A Need for More Comprehensive Action
Companies consider SaaS Sprawl a security challenge because most of them have little to no visibility of what’s happening in these systems.
According to Charlie Winckless, senior director-analyst for infrastructure protection for research company Gartner, IT security teams hardly ever look at the SaaS applications adopted by an organization or individuals working for such organizations. As a result, IT security has no idea whether or not the app is secure. After all, has never taken a closer look at its controls. Nor has it made decisions as to whether or not it works for the data being placed in it.
Most people deciding whether or not to use SaaS solutions make their purchases based on convenience and accessibility. They do not consider the possible security risks these may pose to their organizations. Winckless added that, in most companies, security is rarely a tech issue. However, organizations can alleviate this by making SaaS part of an organization’s cloud center of excellence. In this case, IT security will need to approve SaaS applications for common use within a company.

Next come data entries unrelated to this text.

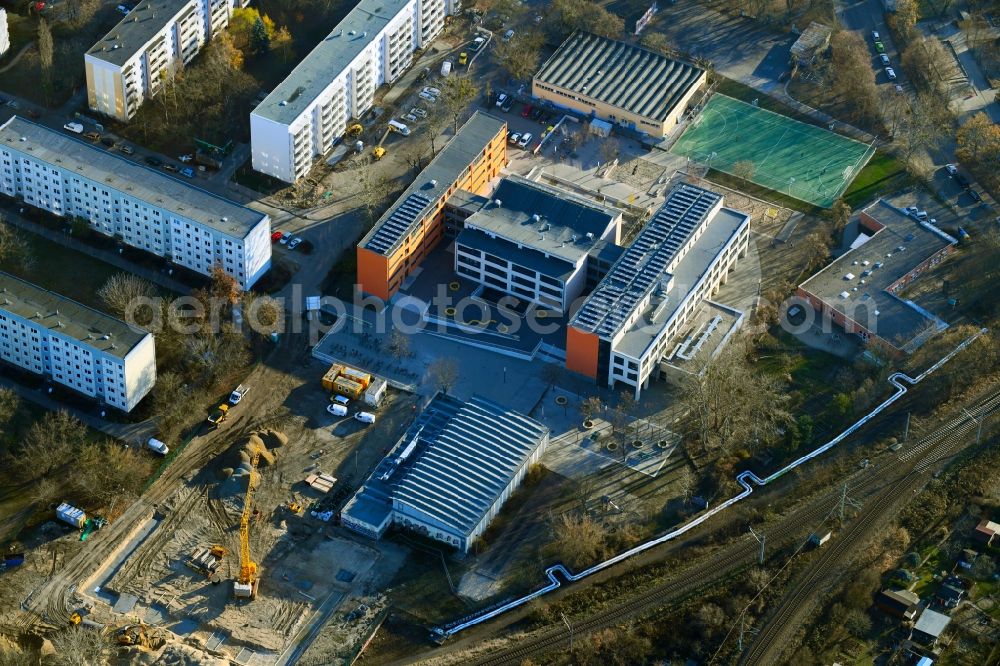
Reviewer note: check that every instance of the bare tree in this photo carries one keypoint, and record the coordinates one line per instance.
(579, 539)
(458, 91)
(398, 344)
(443, 373)
(122, 291)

Likewise, Winckless recommends that businesses add tools to their cloud which are normally covered by cloud access security brokers (CASBs) once they are aware as to what applications are currently within use throughout their organizations. After all, expert CASBs use flexible and dynamic risk matrices and scores that will help in-house personnel determine the security risk posed by numerous SaaS apps.
For his part, DoControl’s director of products Corey O’Connor opines that security should be at the forefront whenever companies decide to deploy SaaS applications within their organizations. If it isn’t, it is highly possible that leaks in security caused by these applications will lead to a slow down in business workflow. This is the opposite of why SaaS apps are brought in and deployed in the first place.